Re: But even with a low P/E, at $1.00 in potential earnings - SGE1
in response to
by
posted on
Dec 01, 2007 08:17AM
If it hasn't already been mentioned, keep in mind that the P/E ratio can be calculated a number of different ways.
Most of the time, the P/E is calculated using EPS from the last four quarters. This is also known as the trailing P/E or TTM (Trailing Twelve Months). However, occasionally the EPS figure comes from estimated earnings expected over the next four quarters. Sometime this estimate is as simple as multiplying the most recent quarter's earnings times 4 - I call this a P/E extrapolation.
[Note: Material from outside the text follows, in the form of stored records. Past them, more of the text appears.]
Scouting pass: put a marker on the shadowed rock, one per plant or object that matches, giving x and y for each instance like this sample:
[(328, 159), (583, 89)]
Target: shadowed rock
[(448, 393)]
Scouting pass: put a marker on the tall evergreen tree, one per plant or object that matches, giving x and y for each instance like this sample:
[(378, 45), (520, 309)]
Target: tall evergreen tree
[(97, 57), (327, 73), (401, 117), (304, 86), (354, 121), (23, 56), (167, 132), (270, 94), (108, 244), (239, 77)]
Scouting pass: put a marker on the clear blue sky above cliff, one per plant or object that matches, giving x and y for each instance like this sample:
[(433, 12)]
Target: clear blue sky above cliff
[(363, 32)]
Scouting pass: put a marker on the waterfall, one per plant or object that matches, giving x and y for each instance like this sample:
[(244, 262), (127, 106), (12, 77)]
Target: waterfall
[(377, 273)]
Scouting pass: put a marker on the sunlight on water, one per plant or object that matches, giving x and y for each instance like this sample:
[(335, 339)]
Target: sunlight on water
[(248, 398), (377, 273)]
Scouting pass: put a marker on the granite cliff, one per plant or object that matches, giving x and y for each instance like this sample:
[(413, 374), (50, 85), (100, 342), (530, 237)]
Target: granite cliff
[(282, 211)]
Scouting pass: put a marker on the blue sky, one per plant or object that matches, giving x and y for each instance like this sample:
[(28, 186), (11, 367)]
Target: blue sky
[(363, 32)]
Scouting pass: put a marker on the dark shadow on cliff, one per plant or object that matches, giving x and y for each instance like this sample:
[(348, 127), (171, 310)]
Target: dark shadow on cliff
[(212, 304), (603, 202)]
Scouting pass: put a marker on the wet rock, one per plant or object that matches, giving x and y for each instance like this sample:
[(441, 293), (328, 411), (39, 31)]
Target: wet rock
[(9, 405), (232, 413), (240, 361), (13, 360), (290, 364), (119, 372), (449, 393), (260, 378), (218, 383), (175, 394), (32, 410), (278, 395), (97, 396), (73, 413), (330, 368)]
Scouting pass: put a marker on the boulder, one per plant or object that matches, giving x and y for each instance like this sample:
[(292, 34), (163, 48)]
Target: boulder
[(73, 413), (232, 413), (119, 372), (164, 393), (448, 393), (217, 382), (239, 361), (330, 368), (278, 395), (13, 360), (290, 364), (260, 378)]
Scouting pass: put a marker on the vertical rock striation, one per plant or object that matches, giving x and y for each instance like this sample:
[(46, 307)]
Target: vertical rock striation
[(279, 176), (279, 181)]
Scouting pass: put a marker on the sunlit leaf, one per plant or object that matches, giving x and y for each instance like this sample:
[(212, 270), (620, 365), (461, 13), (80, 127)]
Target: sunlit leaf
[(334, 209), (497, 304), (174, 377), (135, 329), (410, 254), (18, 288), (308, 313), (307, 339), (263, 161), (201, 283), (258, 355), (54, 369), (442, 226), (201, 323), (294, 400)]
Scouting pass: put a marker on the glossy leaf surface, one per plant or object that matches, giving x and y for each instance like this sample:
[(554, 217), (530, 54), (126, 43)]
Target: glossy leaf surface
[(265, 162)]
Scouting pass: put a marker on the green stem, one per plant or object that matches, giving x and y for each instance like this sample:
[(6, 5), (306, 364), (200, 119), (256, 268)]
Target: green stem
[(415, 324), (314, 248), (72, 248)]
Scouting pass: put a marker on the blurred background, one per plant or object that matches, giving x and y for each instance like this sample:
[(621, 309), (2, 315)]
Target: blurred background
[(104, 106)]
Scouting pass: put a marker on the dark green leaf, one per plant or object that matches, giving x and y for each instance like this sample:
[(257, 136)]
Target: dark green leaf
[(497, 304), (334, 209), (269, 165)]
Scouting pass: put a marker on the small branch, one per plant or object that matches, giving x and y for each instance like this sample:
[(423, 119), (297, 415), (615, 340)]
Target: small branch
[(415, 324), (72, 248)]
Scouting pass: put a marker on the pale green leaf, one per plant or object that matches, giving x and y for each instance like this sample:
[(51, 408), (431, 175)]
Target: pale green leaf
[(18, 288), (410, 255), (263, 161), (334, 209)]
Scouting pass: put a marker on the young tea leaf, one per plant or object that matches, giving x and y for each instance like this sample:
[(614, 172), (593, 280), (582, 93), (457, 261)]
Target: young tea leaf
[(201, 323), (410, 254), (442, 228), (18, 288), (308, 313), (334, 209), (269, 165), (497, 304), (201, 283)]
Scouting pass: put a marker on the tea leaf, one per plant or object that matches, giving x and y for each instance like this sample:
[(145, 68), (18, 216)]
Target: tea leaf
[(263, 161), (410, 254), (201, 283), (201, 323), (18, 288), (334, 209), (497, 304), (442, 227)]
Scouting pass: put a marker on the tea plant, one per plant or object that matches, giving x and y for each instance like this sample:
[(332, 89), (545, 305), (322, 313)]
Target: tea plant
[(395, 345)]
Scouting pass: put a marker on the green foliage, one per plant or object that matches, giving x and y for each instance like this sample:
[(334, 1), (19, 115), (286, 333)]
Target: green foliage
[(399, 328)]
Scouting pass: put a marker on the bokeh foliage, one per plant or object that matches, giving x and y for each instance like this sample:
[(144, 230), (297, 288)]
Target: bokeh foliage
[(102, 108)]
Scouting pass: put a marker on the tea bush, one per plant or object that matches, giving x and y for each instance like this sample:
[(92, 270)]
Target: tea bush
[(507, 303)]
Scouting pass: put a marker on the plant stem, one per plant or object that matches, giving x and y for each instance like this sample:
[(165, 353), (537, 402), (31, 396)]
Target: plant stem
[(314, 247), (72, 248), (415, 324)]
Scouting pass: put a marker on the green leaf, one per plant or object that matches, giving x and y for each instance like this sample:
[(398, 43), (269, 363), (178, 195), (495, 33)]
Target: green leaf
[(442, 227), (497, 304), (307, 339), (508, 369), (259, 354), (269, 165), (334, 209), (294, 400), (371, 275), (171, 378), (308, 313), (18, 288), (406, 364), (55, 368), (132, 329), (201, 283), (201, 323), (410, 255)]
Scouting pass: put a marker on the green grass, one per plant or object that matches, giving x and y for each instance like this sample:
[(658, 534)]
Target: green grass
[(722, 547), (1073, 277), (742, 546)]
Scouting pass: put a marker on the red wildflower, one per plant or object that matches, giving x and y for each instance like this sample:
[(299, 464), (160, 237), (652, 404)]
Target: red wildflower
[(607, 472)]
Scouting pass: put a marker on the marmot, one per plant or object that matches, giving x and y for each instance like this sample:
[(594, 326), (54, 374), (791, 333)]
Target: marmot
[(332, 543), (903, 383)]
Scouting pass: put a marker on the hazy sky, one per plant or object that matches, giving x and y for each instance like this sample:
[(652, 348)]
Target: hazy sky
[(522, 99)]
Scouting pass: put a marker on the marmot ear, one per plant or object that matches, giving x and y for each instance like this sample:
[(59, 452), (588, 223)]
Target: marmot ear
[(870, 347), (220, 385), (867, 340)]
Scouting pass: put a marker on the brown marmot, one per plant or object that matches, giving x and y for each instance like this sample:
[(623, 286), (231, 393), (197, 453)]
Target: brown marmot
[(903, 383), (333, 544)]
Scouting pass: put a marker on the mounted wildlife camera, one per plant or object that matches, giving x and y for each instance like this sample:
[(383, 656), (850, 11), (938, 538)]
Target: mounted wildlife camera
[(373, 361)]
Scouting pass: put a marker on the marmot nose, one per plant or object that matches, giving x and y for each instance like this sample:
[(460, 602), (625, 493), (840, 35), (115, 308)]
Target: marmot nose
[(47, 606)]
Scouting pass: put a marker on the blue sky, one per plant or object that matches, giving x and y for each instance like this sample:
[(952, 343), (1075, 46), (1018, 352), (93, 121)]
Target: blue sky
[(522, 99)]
If PTSC were to earn say $60 million in a quarter as a result of a settlement, the two calcualtions would result in P/Es of ~
1) TTM (given the poor earnings in past 3 Qs) = 90
2) P/E extrapolation (4 x $60M settlement) = 25
For a fast growing company (going from 2 cents to 15 cents EPS in 1 quarter could be considered fast growing especially if the next quarter was even better). The P/E which dominates the press would be TTM (90). Fortunately, large sophisticated investors will very likely be looking at both and IMO they both will look good. This is why my estimate for PPS is $15 in the near term (after only (cautious) $60M net to PTSC in settlement):
($60M x 4) / (391M shares) = 61 cents EPS (extrapolated)
A PPS of $15 would result in an extrapolated P/E of $15/.61 = 25
For any company in PTSC's financial position that P/E looks very good to me.